Stealthy RotaJakiro backdoor malware targeting Linux for 3 years

New RotaJakiro Stealthy Linux Malware With System Backdoor Capabilities Went Unnoticed for 3 Years.

New RotaJakiro Stealthy Linux Malware With System Backdoor Capabilities Went Unnoticed for 3 Years.

Qihoo 360’s Network Security Research Lab, aka 360 NetLab, the research team has discovered a new Linux malware with outstanding backdoor capabilities.
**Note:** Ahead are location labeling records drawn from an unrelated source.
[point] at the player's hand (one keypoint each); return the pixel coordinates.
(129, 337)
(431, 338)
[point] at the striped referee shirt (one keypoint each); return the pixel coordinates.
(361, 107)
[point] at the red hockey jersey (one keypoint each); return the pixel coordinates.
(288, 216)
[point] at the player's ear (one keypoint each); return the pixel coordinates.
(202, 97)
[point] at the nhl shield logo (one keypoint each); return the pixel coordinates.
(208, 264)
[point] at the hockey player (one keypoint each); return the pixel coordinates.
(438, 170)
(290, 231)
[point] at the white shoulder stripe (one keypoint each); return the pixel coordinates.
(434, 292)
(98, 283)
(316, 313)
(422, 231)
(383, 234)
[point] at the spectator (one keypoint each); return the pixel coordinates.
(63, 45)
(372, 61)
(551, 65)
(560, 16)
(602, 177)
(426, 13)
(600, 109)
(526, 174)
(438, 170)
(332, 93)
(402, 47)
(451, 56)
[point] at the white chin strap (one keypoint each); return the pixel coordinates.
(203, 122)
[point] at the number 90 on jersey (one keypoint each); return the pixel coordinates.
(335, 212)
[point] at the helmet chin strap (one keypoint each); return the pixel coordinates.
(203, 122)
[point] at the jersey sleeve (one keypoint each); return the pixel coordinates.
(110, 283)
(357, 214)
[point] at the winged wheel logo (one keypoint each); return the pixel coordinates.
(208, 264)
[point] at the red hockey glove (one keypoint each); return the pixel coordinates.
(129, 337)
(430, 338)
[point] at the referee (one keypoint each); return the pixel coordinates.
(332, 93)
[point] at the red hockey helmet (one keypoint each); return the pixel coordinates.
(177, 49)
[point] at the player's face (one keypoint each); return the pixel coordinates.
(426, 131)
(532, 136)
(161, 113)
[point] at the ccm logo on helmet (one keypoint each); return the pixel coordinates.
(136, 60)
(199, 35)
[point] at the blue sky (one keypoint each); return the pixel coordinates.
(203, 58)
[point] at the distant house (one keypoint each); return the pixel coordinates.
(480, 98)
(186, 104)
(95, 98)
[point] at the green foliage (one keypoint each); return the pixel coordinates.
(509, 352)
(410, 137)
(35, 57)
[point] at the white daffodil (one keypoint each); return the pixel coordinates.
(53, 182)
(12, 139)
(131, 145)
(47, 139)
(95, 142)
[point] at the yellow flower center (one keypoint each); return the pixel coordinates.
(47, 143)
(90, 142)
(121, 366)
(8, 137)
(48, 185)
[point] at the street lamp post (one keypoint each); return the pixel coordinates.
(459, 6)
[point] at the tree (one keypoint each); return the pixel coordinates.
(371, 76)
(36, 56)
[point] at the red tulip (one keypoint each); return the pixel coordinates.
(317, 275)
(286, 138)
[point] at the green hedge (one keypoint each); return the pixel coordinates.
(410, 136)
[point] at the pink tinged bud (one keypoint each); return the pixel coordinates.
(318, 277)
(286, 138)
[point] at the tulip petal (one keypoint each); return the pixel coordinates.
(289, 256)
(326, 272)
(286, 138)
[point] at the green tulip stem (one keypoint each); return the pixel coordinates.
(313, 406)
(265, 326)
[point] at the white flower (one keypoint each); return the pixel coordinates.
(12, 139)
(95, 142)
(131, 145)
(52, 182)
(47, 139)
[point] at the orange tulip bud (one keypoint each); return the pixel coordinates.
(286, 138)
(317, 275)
The malware is dubbed RotaJakiro, and it allows attackers to steal and exfiltrate sensitive system data from compromised devices.

Reportedly, RotaJakiro can operate stealthily and encrypt all of its communication channels via ROTATE, XOR, AES encryption, and ZLIB compression.

Malware Remained Undetected for Three Years

Research revealed that the RotaJakiro malware avoided detection successfully in the past three years that it has remained active. Even VirusTotal’s anti-malware engines couldn’t detect it for all those years. Despite that, a sample was uploaded in 2018.

In March 2021, 360 NetLab researchers discovered four samples of the malware. All of these so far remained undiscovered by anti-malware engines, and just seven security vendors managed to identify the malware’s latest version as malicious.

RotaJakiro Attacks Linux X64 Machines

It can prevent malware analysts from inspecting it because the resource information within the sample found by 360 NetLab’s BotMon system was encrypted with the AES algorithm.

SEE: Chinese hackers using RedXOR backdoor against Linux systems

Moreover, according to researchers, the malware is immensely sharp. It first determines whether the user is non-root or root at run time and uses various execution policies from different accounts to decrypt the sensitive resources.

Using process guarding and encryption tactics and persistence maintaining techniques, it uses a single instance to establish communication with its C&C server. It waits for the signal from the server to execute commands.

It relies on a combination of cryptographic algorithms and supports 12 functions to gather device metadata, steal sensitive data, carry out file-related operations, and download/execute plug-ins from the C&C server.

SEE: Golang malware infecting Windows, Linux servers with XMRig miner

Although it has been designed with stealth in mind, the true intent of the campaign is yet unclear. Some of the C&C server domains were registered way back in December 2015.

RotaJakiro Shares Similarities with Torii

Researchers have identified similarities between RotaJakiro and Torii botnet. Both malware hashes similar styles from a reverse-engineering perspective, from using encryption algorithms to hiding sensitive resources, many of their functions are identical.

“The implementation of a rather old-school style of persistence, structured network traffic, etc. We don’t exactly know the answer, but it seems that RotaJakiro and Torii have some connections,” researchers wrote in a blog post.